In der Verwaltungsstreitsache hat der 4. Senat des Bundesverwaltungsgerichts
am 17. Dezember 2003
durch den Vorsitzenden Richter am Bundesverwaltungsgericht Dr. P a e t o w
und die Richter am Bundesverwaltungsgericht Dr. L e m m e l und
Dr. J a n n a s c h
beschlossen:

  1. Die Beschwerde der Kläger gegen die Nichtzulassung der Revision in dem Urteil des Oberverwaltungsgerichts Mecklenburg-Vorpommern vom 2. Juli 2003 wird zurückgewiesen.
  2. Die Kläger tragen die Kosten des Beschwerdeverfahrens je zur Hälfte; außergerichtliche Kosten des Beigeladenen sind nicht erstattungsfähig.
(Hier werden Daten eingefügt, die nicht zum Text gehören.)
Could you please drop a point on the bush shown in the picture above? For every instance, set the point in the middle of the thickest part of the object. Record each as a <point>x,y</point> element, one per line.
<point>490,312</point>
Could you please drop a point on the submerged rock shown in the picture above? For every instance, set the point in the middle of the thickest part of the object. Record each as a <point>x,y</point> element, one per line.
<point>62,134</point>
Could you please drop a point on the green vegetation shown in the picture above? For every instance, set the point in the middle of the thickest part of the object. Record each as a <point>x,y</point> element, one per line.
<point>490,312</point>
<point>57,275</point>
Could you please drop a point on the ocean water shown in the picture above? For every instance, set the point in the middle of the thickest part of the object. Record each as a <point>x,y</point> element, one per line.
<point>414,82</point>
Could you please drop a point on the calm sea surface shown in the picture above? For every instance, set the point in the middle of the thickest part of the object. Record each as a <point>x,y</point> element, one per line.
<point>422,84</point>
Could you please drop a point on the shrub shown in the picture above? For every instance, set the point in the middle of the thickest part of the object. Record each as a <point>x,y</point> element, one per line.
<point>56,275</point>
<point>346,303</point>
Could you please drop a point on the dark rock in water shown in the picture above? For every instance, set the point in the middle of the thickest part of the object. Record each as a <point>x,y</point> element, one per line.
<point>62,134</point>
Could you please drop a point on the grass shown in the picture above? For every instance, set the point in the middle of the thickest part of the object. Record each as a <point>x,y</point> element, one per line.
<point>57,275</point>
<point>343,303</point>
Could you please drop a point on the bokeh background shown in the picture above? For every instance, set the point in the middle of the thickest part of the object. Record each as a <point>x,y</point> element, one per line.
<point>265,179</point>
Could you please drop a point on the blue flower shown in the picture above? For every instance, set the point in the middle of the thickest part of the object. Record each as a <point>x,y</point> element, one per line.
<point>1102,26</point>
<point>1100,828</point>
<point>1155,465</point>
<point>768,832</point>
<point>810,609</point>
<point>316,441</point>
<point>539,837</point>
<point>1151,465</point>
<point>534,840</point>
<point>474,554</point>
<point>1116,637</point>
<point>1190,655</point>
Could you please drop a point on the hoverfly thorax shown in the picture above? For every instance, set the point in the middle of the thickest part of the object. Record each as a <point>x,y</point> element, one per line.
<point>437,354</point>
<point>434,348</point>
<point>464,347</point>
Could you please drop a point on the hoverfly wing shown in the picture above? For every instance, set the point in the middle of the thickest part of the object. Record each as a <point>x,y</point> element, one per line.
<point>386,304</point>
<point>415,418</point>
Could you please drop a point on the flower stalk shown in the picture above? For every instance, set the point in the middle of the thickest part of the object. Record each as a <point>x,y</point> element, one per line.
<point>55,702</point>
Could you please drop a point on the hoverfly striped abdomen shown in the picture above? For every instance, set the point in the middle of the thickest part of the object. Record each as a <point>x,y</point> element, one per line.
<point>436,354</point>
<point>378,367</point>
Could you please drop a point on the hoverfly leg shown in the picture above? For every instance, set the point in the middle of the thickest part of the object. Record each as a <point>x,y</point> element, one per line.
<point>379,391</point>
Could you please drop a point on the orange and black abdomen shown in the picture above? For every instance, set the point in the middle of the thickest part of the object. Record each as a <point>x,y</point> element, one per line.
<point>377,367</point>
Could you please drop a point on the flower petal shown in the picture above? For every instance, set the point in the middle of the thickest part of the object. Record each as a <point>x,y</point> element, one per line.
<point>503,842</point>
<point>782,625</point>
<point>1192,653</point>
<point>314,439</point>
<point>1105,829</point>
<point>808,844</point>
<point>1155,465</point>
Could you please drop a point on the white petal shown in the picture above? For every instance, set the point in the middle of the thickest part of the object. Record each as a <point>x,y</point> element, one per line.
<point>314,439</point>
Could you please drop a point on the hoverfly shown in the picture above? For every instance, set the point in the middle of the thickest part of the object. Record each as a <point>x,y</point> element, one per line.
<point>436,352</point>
  3. Der Wert des Streitgegenstandes wird für das Beschwerdeverfahren auf 10 000 € festgesetzt.

Die Kläger haben in einem vorangegangenen Klageverfahren die Aufhebung einer dem Beigeladenen erteilten Baugenehmigung erreicht, weil das genehmigte Hinterhofgebäude (auch) gegen nachbarschützende Vorschriften des Bauplanungsrechts verstoße. Ihren Antrag auf Einschreiten gegen das bereits errichtete Gebäude hat der Beklagte gleichwohl abgelehnt. Ihre Klage, den Beklagten zu verpflichten, den Abriss des Gebäudes anzuordnen, hat das Berufungsgericht abgewiesen. Hiergegen wenden sich die Kläger mit der Nichtzulassungsbeschwerde.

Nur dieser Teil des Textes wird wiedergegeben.